I have heard these words before.
I have been here before, both figuratively and literally. This place, where my life is in the hands of him, of them. This place where I am standing, the old lookout up in the mountain, again. I have been here on this cement railing before, when I was responding to a taunt from a boy I liked as a teenager, my life in the balance of my cocky feet, as I walked this cement railing overlooking a steep ravine, laughing with my friends.
Now, standing on this same railing, in the middle of the night, just twenty-one years old, my life in peril once again, but this time not by naivet. But by him, holding the gun, aimed at my face, menacing.
"I will fuckin' shoot you right in the face and you'll fuckin' go right over this fuckin' railing! Nobody would ever find you! You FUCKIN' BITCH!"
I stare into his face. It looks familiar, the demented grin, following the raged spittle spewing from his mouth as he aims his demons at me.
"You know why no one would find you?! Because no one would look for you! You're a fuckin' crackhead whore and nobody gives a fuck about you!"

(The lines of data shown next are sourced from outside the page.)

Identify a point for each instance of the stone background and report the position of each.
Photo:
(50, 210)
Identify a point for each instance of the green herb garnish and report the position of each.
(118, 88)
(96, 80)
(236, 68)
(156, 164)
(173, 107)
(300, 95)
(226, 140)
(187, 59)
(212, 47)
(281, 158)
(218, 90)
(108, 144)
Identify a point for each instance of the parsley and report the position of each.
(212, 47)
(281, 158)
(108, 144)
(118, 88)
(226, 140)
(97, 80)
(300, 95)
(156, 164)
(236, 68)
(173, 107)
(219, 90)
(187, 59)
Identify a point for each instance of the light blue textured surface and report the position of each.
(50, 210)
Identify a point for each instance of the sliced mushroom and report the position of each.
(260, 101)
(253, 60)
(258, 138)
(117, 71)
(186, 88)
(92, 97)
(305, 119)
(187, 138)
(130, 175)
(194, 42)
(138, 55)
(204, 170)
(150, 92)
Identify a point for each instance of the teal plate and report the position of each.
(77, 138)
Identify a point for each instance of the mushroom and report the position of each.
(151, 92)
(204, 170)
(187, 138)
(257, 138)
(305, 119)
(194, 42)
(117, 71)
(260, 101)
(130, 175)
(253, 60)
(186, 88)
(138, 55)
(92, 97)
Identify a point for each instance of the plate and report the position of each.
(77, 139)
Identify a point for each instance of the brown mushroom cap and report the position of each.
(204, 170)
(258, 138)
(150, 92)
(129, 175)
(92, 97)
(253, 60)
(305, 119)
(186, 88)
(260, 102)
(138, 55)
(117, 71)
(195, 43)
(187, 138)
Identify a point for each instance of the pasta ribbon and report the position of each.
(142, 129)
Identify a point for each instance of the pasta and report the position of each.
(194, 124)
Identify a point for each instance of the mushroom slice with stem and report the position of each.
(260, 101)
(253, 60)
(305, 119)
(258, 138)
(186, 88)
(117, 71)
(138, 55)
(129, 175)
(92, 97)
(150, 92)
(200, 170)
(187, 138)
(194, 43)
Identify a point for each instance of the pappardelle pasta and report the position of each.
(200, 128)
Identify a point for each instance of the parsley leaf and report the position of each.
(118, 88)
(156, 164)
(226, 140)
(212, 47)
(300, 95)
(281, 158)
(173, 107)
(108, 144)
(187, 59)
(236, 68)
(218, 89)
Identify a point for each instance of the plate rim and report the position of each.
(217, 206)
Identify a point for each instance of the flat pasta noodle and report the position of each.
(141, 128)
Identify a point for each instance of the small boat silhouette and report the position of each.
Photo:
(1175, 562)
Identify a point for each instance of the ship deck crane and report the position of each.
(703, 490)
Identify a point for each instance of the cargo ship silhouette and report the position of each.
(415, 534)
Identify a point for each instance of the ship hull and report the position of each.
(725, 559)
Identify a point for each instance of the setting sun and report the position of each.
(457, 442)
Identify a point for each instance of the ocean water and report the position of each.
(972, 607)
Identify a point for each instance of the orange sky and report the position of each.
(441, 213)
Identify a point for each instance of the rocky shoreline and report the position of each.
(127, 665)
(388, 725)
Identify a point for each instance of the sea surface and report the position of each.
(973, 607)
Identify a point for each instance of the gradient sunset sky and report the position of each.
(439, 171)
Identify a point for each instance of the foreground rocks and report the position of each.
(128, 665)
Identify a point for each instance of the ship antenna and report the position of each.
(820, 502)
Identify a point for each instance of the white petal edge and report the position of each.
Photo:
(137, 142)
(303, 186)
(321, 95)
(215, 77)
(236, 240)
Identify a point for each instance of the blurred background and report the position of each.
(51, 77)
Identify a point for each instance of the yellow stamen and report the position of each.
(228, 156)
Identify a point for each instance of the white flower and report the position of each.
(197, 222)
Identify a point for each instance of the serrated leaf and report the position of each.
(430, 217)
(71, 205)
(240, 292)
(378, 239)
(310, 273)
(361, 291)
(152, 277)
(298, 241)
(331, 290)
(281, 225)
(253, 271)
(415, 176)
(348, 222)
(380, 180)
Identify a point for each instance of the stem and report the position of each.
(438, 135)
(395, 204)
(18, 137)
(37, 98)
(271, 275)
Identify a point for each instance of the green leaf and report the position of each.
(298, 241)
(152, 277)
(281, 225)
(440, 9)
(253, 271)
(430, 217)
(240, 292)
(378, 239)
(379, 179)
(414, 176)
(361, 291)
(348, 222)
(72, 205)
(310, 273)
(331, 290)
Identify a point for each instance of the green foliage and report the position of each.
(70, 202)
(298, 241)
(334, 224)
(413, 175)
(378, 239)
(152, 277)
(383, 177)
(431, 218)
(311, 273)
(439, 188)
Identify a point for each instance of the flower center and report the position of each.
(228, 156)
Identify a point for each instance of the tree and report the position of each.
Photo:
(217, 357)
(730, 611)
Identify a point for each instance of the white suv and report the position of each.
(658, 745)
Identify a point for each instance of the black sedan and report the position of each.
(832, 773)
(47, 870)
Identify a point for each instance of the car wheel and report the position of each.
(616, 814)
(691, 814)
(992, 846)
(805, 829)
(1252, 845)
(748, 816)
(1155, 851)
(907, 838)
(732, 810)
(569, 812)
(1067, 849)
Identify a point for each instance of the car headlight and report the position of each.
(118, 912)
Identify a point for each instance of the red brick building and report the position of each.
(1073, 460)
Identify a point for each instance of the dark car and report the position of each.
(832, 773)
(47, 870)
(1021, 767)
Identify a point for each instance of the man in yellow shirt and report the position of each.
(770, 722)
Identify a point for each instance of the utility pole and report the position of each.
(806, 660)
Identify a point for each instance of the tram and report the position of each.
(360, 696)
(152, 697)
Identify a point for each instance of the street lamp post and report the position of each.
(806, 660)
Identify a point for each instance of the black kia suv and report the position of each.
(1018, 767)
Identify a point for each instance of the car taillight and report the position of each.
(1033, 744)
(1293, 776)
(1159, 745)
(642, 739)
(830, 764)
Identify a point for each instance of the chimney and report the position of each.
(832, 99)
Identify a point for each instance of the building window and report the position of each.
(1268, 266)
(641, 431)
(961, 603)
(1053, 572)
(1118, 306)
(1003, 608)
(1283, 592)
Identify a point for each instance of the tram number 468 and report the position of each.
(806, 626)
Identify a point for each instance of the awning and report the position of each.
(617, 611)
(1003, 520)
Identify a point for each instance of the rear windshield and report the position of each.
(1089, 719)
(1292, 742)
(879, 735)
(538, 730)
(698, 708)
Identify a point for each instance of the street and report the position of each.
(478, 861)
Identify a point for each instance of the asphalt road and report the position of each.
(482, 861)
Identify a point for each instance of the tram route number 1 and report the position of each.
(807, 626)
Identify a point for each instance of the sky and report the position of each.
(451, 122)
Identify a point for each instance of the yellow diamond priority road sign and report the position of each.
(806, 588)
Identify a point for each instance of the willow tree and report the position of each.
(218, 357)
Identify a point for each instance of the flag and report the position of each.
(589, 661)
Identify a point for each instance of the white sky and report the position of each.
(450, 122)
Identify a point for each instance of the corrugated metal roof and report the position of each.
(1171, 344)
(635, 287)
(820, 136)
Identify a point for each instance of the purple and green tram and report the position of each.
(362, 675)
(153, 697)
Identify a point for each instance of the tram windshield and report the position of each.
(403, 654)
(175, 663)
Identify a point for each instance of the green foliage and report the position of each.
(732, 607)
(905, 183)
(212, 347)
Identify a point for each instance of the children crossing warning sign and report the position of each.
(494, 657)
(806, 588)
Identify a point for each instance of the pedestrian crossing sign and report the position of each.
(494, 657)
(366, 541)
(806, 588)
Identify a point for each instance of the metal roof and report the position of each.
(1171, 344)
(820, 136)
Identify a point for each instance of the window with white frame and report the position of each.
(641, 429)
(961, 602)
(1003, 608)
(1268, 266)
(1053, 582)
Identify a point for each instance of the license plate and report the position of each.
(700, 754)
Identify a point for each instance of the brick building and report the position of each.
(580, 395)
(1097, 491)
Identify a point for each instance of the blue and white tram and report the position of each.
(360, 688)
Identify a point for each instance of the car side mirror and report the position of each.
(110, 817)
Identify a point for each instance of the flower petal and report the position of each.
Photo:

I stare down the barrel, following it, tracing it, to his eyes. Black, empty, lifeless. I look deep into that void and see myself there, black, empty and lifeless. I have been here beforemy life in his hands, only this time I realize that something deep within me has changed. I want to die. I grab the barrel and pull it closer to my face and scream.
"Then fuckin' do it!"
The freedom begins here. The surge of power, the resurrection of the control I once had over my own life. Here, in this moment, it all comes flooding back. Pulsing, coursing through my veins, racing through my heart, my skin tingling with the current. I feel more alive in this second than I can recall the last few years, the second before I will die, I feel alive again! I feel in control. I have power. The power to choose my own death.
"Fuckin' DO it!"
I pull and jerk the gun into my face, the cold steel making a connection with my warm skin, contradicting, cool, shocking. Bursts of power and freedom flood into me, through me. I struggle for the trigger, pulling, screaming, inside, outside.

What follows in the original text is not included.